Sie können auch nicht darauf verwiesen werden, zunächst gegen den Insolvenzverwalter vorzugehen. Die ihnen ihm gegenüber zur
Verfügung stehenden Maßnahmen (zivilrechtliches Eilverfahren auf Freigabe der Mieteinnahmen (s. unten) oder Stellung eines
Antrags nach §
100 Insolvenzordnung (
InsO)) sind nicht hinreichend erfolgversprechend.

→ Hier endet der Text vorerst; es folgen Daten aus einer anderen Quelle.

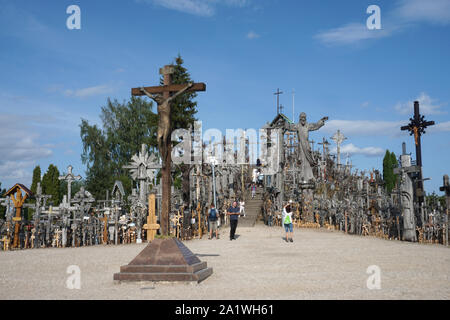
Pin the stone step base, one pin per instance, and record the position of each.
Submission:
(198, 276)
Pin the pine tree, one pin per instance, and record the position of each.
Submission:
(394, 164)
(36, 178)
(51, 184)
(388, 172)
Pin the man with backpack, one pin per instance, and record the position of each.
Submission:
(213, 216)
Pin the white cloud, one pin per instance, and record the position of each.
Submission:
(90, 91)
(432, 11)
(440, 127)
(19, 149)
(205, 8)
(252, 35)
(351, 149)
(350, 33)
(426, 103)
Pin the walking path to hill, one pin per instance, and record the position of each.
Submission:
(319, 264)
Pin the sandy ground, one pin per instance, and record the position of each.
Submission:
(319, 264)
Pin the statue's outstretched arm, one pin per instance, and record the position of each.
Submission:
(290, 126)
(151, 96)
(319, 124)
(190, 84)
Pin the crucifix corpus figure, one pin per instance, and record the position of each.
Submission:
(163, 96)
(304, 151)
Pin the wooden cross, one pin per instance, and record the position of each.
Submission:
(446, 189)
(417, 127)
(105, 229)
(151, 226)
(69, 177)
(18, 199)
(278, 100)
(163, 96)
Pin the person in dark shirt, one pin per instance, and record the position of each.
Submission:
(233, 212)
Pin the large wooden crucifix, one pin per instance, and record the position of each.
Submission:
(18, 199)
(416, 127)
(163, 96)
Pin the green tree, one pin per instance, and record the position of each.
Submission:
(126, 126)
(183, 107)
(35, 181)
(184, 110)
(75, 187)
(51, 184)
(36, 178)
(389, 163)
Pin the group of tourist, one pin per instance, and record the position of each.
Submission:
(234, 212)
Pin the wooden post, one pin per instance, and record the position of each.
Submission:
(151, 226)
(105, 229)
(199, 212)
(345, 221)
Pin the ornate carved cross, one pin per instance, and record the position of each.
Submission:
(416, 127)
(163, 96)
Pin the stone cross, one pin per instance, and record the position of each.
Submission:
(338, 138)
(69, 177)
(151, 226)
(162, 96)
(141, 169)
(417, 127)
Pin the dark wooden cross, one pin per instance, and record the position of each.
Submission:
(278, 100)
(163, 96)
(416, 127)
(446, 189)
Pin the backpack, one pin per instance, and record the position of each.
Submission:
(212, 215)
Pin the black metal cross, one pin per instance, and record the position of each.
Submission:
(416, 127)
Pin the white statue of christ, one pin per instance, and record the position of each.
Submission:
(304, 150)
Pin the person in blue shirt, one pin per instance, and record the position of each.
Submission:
(213, 216)
(233, 212)
(287, 221)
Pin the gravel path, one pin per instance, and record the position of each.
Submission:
(319, 264)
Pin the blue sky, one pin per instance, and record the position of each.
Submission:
(364, 80)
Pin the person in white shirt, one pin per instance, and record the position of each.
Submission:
(241, 205)
(286, 219)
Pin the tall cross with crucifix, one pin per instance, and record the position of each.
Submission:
(416, 127)
(278, 100)
(338, 138)
(163, 96)
(69, 177)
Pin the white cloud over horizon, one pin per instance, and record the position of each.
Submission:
(407, 13)
(364, 127)
(427, 106)
(351, 149)
(206, 8)
(252, 35)
(89, 91)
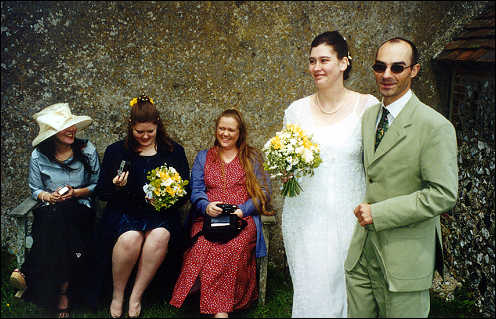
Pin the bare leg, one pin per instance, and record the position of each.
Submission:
(63, 306)
(152, 255)
(124, 256)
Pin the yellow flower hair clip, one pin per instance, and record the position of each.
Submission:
(133, 101)
(141, 98)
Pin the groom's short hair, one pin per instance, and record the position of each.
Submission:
(415, 53)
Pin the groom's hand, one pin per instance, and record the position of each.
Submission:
(364, 214)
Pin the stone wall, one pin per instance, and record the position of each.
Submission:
(469, 229)
(195, 59)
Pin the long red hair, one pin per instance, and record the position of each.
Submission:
(248, 156)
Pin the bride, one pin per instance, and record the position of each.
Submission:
(317, 225)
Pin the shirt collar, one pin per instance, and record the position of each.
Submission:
(396, 107)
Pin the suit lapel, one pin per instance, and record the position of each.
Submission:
(369, 133)
(397, 131)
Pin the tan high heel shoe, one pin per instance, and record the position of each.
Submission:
(18, 281)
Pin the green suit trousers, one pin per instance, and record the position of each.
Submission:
(368, 295)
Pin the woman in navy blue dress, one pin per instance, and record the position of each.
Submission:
(142, 236)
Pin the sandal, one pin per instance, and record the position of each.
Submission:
(18, 280)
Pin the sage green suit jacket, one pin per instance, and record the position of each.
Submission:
(411, 179)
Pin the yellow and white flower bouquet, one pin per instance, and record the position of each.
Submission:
(165, 188)
(291, 154)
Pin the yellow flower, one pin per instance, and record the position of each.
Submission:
(176, 177)
(164, 175)
(133, 101)
(170, 190)
(306, 143)
(276, 142)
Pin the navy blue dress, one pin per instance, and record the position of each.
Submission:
(127, 208)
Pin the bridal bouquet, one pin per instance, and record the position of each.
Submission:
(165, 188)
(291, 154)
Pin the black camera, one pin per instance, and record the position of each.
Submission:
(227, 208)
(124, 167)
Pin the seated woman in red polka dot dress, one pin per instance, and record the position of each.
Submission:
(229, 172)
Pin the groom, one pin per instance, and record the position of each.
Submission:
(410, 159)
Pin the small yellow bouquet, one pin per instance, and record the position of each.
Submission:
(291, 154)
(165, 188)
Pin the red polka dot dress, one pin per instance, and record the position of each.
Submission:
(227, 272)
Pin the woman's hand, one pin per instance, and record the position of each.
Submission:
(69, 194)
(286, 177)
(120, 180)
(212, 209)
(51, 198)
(238, 212)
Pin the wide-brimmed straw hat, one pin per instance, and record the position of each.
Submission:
(56, 118)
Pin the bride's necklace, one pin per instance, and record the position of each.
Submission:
(317, 100)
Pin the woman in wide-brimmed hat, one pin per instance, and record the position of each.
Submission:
(63, 172)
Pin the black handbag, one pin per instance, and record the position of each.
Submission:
(222, 228)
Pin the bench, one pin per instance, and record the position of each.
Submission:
(23, 213)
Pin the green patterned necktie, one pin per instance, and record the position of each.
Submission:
(382, 127)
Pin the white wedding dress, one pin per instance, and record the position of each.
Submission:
(318, 224)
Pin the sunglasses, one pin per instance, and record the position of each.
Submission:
(395, 68)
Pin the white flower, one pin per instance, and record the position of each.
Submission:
(308, 156)
(148, 189)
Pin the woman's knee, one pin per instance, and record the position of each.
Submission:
(130, 241)
(158, 237)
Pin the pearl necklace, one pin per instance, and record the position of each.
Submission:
(317, 100)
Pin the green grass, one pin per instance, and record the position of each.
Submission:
(278, 302)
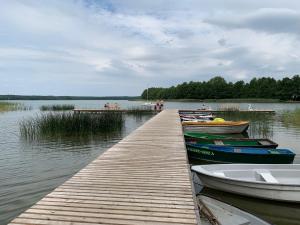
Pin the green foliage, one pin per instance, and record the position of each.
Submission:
(56, 107)
(50, 97)
(218, 88)
(291, 118)
(57, 124)
(12, 106)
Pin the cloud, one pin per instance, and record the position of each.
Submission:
(271, 20)
(116, 47)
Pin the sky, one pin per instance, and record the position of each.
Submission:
(121, 47)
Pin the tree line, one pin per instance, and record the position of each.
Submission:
(218, 88)
(51, 97)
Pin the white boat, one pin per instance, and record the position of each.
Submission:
(279, 182)
(219, 213)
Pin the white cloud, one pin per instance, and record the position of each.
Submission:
(116, 47)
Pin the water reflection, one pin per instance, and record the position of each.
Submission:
(31, 169)
(287, 136)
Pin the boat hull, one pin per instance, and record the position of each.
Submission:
(217, 129)
(273, 191)
(214, 156)
(234, 142)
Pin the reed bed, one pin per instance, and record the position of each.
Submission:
(140, 110)
(291, 118)
(12, 106)
(67, 124)
(63, 107)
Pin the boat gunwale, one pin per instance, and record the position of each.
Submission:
(289, 152)
(236, 139)
(214, 124)
(207, 173)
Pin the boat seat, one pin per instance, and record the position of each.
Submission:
(220, 174)
(267, 176)
(218, 142)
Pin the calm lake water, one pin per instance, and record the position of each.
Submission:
(30, 170)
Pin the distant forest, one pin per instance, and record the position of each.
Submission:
(40, 97)
(218, 88)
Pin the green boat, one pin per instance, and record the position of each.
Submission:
(212, 136)
(220, 140)
(229, 154)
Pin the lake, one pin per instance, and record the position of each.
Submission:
(30, 170)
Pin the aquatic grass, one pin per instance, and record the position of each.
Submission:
(57, 124)
(289, 118)
(63, 107)
(12, 106)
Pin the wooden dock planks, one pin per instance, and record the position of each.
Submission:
(144, 179)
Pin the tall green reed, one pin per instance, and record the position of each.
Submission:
(57, 107)
(67, 124)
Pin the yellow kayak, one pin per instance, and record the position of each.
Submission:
(216, 127)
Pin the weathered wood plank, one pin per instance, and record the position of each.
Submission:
(143, 179)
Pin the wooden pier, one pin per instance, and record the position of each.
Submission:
(142, 180)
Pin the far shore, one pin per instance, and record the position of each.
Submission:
(238, 100)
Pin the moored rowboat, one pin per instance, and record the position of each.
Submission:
(216, 127)
(279, 182)
(228, 154)
(217, 212)
(234, 142)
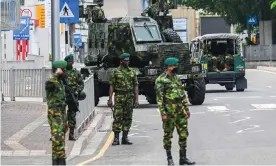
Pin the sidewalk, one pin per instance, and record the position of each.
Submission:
(25, 130)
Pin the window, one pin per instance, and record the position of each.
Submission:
(147, 33)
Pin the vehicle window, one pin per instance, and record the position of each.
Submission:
(147, 33)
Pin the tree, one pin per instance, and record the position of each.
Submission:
(234, 11)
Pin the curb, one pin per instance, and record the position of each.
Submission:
(86, 136)
(273, 69)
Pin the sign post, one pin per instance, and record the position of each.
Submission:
(69, 13)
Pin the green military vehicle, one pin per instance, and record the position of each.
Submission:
(220, 53)
(149, 47)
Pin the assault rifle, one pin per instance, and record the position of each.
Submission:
(71, 94)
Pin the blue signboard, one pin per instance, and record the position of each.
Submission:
(69, 11)
(252, 20)
(77, 40)
(24, 32)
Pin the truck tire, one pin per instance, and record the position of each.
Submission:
(196, 93)
(171, 36)
(96, 92)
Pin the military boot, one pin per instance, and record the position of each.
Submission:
(62, 161)
(183, 157)
(71, 134)
(169, 157)
(116, 140)
(125, 139)
(55, 162)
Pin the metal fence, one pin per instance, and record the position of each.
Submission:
(87, 106)
(24, 82)
(258, 53)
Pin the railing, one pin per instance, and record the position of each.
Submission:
(86, 106)
(261, 54)
(24, 82)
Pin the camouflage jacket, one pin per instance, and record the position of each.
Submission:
(55, 93)
(75, 81)
(97, 14)
(123, 79)
(169, 90)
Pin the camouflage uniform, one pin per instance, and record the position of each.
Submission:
(123, 81)
(98, 15)
(172, 102)
(76, 84)
(55, 96)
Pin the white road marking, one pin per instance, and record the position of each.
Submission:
(198, 113)
(246, 118)
(158, 110)
(266, 106)
(250, 128)
(218, 109)
(262, 109)
(234, 112)
(271, 72)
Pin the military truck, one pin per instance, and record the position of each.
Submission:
(221, 55)
(149, 47)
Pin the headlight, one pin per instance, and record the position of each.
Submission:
(195, 69)
(152, 71)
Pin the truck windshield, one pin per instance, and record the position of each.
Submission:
(146, 33)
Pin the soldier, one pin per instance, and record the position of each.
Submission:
(97, 12)
(124, 83)
(55, 95)
(172, 103)
(76, 85)
(153, 10)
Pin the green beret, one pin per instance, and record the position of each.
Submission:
(171, 61)
(68, 57)
(124, 55)
(59, 64)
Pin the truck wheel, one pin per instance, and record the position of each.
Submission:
(171, 36)
(196, 93)
(96, 92)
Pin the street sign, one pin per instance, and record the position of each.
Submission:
(77, 40)
(69, 11)
(24, 32)
(252, 20)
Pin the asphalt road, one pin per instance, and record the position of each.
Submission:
(229, 128)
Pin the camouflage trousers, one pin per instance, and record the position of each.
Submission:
(71, 114)
(123, 112)
(57, 121)
(175, 119)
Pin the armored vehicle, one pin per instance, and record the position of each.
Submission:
(220, 53)
(149, 44)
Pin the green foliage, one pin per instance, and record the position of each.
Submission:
(234, 11)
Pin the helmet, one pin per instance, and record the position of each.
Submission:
(82, 95)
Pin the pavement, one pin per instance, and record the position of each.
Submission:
(233, 128)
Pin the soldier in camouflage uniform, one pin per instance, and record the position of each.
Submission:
(123, 81)
(76, 85)
(172, 103)
(97, 12)
(55, 96)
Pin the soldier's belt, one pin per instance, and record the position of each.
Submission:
(173, 101)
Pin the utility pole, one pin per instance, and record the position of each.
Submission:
(55, 28)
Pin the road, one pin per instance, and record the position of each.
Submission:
(229, 128)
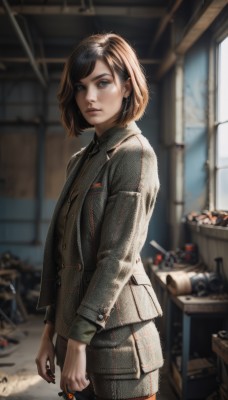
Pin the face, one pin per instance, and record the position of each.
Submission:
(99, 97)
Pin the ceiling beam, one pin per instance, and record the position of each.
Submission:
(60, 60)
(113, 11)
(24, 43)
(192, 32)
(163, 24)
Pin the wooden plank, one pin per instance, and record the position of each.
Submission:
(220, 347)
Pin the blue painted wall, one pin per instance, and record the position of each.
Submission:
(195, 125)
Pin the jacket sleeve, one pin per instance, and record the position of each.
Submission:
(133, 189)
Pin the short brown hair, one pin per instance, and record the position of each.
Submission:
(121, 59)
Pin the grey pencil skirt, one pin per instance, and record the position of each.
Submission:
(122, 363)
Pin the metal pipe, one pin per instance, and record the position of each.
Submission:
(24, 43)
(41, 133)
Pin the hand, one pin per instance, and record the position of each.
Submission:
(73, 375)
(46, 355)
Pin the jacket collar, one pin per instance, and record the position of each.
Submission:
(114, 136)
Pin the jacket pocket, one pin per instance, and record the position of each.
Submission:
(145, 298)
(68, 293)
(148, 346)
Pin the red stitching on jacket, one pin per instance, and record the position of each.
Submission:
(138, 186)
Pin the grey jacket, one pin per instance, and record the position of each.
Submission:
(105, 281)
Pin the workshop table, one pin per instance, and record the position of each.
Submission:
(190, 307)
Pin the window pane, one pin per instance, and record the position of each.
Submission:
(222, 145)
(222, 189)
(223, 81)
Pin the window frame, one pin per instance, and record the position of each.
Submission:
(213, 122)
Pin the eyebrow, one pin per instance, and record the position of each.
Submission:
(99, 76)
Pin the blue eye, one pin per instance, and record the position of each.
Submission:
(103, 83)
(78, 88)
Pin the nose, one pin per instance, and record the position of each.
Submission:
(91, 94)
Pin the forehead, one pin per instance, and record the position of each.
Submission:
(101, 68)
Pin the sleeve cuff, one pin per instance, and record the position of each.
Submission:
(50, 314)
(82, 330)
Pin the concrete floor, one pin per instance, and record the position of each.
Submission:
(23, 383)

Die Gläubigerversammlung beschließt nach §
100 InsO, ob und in welchem Umfang dem Schuldner und seiner Familie Unterhalt aus der Insolvenzmasse gewährt werden soll. Bis zur
Entscheidung der Gläubigerversammlung kann der Insolvenzverwalter mit Zustimmung des Gläubigerausschusses, wenn ein solcher
bestellt ist, dem Schuldner den notwendigen Unterhalt gewähren. Die Regelung, die auf selbstständig tätige Gemeinschuldner
zugeschnitten ist (vgl. Uhlenbrock,
Insolvenzordnung, 12. Aufl. 2003, §
100, Rn. 11), gibt dem Insolvenzschuldner nicht zwingend einen Anspruch, dass ihm der notwendige Unterhalt aus der Insolvenzmasse
gewährt wird. Das Ob und die Höhe des Unterhalts sind mithin nach dem Wortlaut der Regelung in die Entscheidungsbefugnis der
Gläubigerversammlung gestellt. Nach § 132 Abs. 1 Satz 1 Konkursordnung (KO) stand dem Gemeinschuldner gegenüber der Gläubigerversammlung ein Anspruch auf Unterstützung aus der Konkursmasse zu. Durch
die Änderung dieses Anspruches in eine Ermessensentscheidung spricht manches dafür, dass nunmehr die Zweckbestimmung des Insolvenzverfahrens
nicht mehr generell auch die Bereitstellung der zum Unterhalt der Familie gehörenden Mittel für den Bedarf mit umfasst (vgl.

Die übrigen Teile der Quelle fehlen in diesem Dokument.